A line from a song in the movie Chitty, Chitty, Bang Bang, says “From the ashes of disaster grow the roses of success.” I guess that's kinda what happened next. My Mom met a man, and soon they got married. We, as a family, had moved on.
Well I was in 5th grade when we moved to Chelsea, just in time to be in DeRoss' class. That year was probably one of the best in my life. I made new friends, and some of them were boys, which really surprised me. But sometimes boys make better friends than girls do. I became friends with the two other girls in the class instantly. I had a whole mess of new cousins, and one of them was actually my age! That was really nice.

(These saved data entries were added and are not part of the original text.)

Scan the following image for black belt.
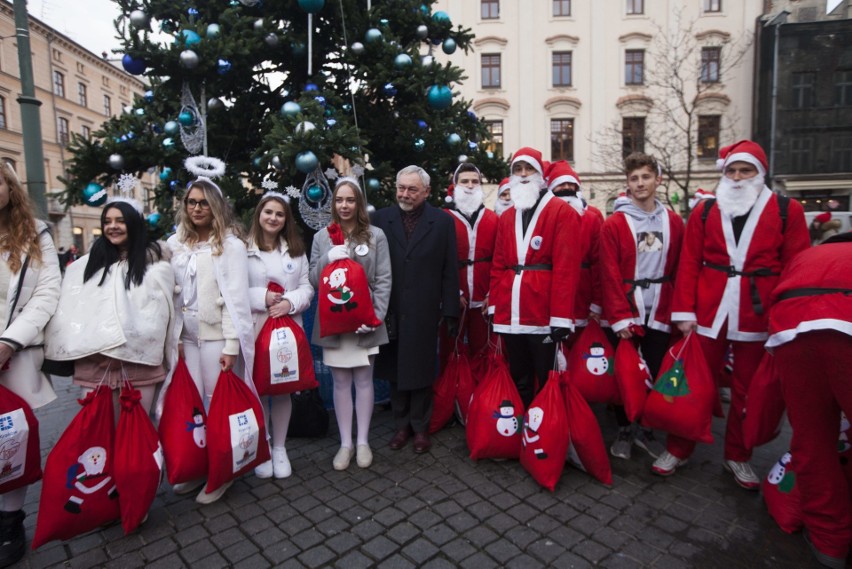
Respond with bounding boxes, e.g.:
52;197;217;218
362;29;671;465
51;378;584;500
704;262;780;315
509;263;552;275
623;276;670;313
459;256;492;268
777;287;852;301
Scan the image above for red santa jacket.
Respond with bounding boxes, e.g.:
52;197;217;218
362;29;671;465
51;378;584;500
671;188;810;341
600;207;683;333
489;192;581;334
766;235;852;348
445;206;498;308
577;205;604;326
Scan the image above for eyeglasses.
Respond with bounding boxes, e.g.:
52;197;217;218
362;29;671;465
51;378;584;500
185;198;211;210
396;185;424;195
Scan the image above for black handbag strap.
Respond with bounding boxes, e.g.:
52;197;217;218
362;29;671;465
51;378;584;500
6;255;30;331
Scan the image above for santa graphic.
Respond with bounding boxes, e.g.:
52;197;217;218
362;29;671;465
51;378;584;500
493;400;519;437
324;268;358;312
185;407;207;449
522;406;548;460
64;446;118;514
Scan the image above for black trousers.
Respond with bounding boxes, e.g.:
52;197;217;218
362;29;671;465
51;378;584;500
390;383;433;434
501;333;557;409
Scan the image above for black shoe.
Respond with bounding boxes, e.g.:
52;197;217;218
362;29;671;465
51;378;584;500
0;510;25;568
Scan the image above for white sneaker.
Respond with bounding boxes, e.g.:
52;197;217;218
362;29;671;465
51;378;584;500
724;460;760;490
254;460;273;479
196;480;233;504
332;446;354;471
652;451;687;476
272;447;292;479
172;478;205;495
610;426;633;460
356;444;373;468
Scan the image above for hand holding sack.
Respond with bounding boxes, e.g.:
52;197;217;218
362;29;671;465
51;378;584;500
641;333;715;444
318;223;382;338
567;320;619;404
742;351;785;450
614;334;652;423
114;386;162;534
520;371;569;491
762;451;802;534
466;357;524;460
33;387;119;549
561;375;613;487
254;282;317;395
158;359;209;485
0;385;42;494
205;369;270;492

I consider my Mom's new husband my Dad. I don't call him by his first name, or “step-dad,” I call him Dad. After all, what's a Dad anyways? Is it someone who abandons you? No way. A dad loves you. He is my Dad.
Four years since they got married, and I've jumped from one out of three children, to one out of seven. That's a huge change, but I wouldn't trade them or my new life for all the money in the world.

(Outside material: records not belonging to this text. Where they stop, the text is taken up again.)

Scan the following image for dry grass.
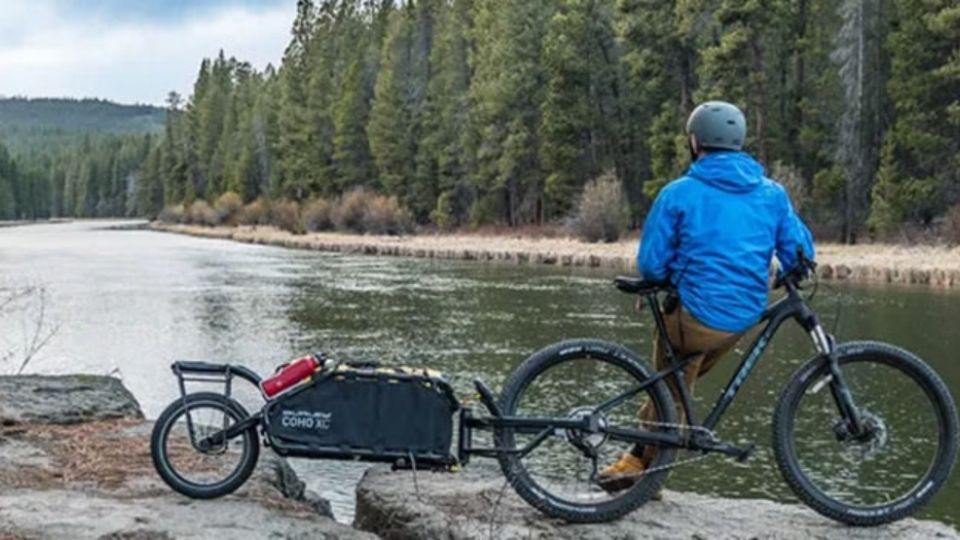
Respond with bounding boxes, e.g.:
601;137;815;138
0;419;150;490
154;222;960;288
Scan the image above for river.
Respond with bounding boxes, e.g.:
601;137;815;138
0;220;957;525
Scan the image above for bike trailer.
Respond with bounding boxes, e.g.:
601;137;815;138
263;362;460;467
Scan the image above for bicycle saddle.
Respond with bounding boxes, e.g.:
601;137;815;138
613;276;671;294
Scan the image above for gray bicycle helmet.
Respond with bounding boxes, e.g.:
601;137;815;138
686;101;746;151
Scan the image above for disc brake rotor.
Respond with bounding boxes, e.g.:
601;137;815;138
839;409;888;460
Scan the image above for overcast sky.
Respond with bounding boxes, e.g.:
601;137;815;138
0;0;295;106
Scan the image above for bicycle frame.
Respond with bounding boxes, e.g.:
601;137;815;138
459;280;860;464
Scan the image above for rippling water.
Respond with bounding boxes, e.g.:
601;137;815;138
0;221;957;525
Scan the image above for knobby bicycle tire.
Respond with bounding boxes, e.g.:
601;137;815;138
151;392;260;499
495;338;678;523
773;341;958;526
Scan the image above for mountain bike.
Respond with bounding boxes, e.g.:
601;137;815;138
475;254;958;524
151;253;958;525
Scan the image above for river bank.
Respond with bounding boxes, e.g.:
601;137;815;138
154;222;960;288
0;218;72;228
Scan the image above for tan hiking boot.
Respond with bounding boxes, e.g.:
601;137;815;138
597;453;645;492
596;453;665;500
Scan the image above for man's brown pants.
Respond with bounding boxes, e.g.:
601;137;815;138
634;304;741;463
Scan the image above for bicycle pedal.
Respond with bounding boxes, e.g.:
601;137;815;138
736;443;756;463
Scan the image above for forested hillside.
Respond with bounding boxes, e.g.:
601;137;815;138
1;0;958;242
0;98;162;219
0;98;164;133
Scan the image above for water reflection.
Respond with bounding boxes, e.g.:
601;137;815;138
0;221;956;525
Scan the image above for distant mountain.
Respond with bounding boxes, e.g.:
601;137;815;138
0;97;165;134
0;97;165;156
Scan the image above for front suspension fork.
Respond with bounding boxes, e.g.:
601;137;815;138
809;322;864;437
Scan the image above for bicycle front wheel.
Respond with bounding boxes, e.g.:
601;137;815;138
496;339;678;523
773;341;958;525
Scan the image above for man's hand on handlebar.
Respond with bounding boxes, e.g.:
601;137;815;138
774;248;817;290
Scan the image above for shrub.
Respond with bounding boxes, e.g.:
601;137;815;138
269;199;304;234
574;173;629;243
332;188;375;232
363;195;413;235
157;204;185;224
945;204;960;245
214;191;244;226
185;200;218;227
302;198;335;232
431;191;455;231
240;197;271;226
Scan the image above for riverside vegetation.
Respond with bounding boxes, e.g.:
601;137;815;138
0;1;958;244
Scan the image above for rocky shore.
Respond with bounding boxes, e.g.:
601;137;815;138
0;375;371;540
153;223;960;288
354;466;958;540
2;375;956;539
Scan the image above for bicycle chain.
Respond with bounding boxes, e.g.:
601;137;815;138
613;419;720;477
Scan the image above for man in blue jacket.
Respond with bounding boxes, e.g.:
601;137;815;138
599;101;815;491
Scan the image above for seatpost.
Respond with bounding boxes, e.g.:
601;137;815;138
647;292;679;363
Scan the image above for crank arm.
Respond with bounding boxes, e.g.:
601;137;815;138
691;437;755;462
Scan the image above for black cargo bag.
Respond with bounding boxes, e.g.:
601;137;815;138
264;363;459;465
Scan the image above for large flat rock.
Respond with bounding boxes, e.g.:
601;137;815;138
0;487;374;540
0;375;143;425
354;466;959;540
0;421;370;540
0;374;369;539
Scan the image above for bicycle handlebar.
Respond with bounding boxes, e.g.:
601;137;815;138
773;248;817;291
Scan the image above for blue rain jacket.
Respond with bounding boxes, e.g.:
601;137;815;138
637;151;815;333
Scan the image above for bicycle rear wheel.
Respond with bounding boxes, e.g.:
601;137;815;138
773;341;958;525
496;339;678;523
151;392;260;499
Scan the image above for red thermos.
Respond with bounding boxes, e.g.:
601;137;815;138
260;355;321;398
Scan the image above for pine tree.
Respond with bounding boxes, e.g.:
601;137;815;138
333;1;393;191
0;143;16;219
618;0;700;204
275;0;317;200
369;7;417;203
419;0;474;228
469;0;552;225
540;0;595;218
869;0;960;232
831;0;885;242
697;0;771;161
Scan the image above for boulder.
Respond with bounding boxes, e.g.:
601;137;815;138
0;375;368;539
0;423;367;539
354;466;959;540
0;375;143;425
0;486;374;540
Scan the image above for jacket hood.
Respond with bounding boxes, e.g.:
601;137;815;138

Throughout my experiences, I became who I am. By having my heart broken, I learned not to trust just anyone. Sometimes that makes me distant and unfriendly, but I'm not willing to take any risks; it hurts enough the first time around. By trying to be like everyone else, I realized that I didn't want to be. I seem to make friends with people who won't judge me for dressing or acting different, and people who have gone through similar experiences. By experiencing the power of books and imagination, I decided who I want to be when I grow up; a librarian and an author.
I'm content with my lot in life. It's been eight years since I've seen my father, and I still get depressed, have my off-days, and for a while I felt contempt towards him. I still get up and face the day, and tolerate it when he tells me he loves me, because now I know he doesn't and that he never truly did. Love isn't an emotion. Love isn't a temporary infatuation. Love goes through the strongest storms and comes out the other side as strong, if not stronger than ever. It was the love of my family, and the love of my God that kept me from giving up entirely. There were so many times that I considered giving up, that I thought it wasn't worth it to keep struggling (No, I wasn't thinking suicide!). Life felt like swimming up river until your heart is ready to burst and your bones ready to break, and the only thing keeping you afloat is the will to live, the faces of the ones you love before you, and the ever so distant shore that promises happiness. In the end, I realized that it's love that makes it worth the struggle. Not the mushy, gushy love like in movies, but hard core love that lasts, like family.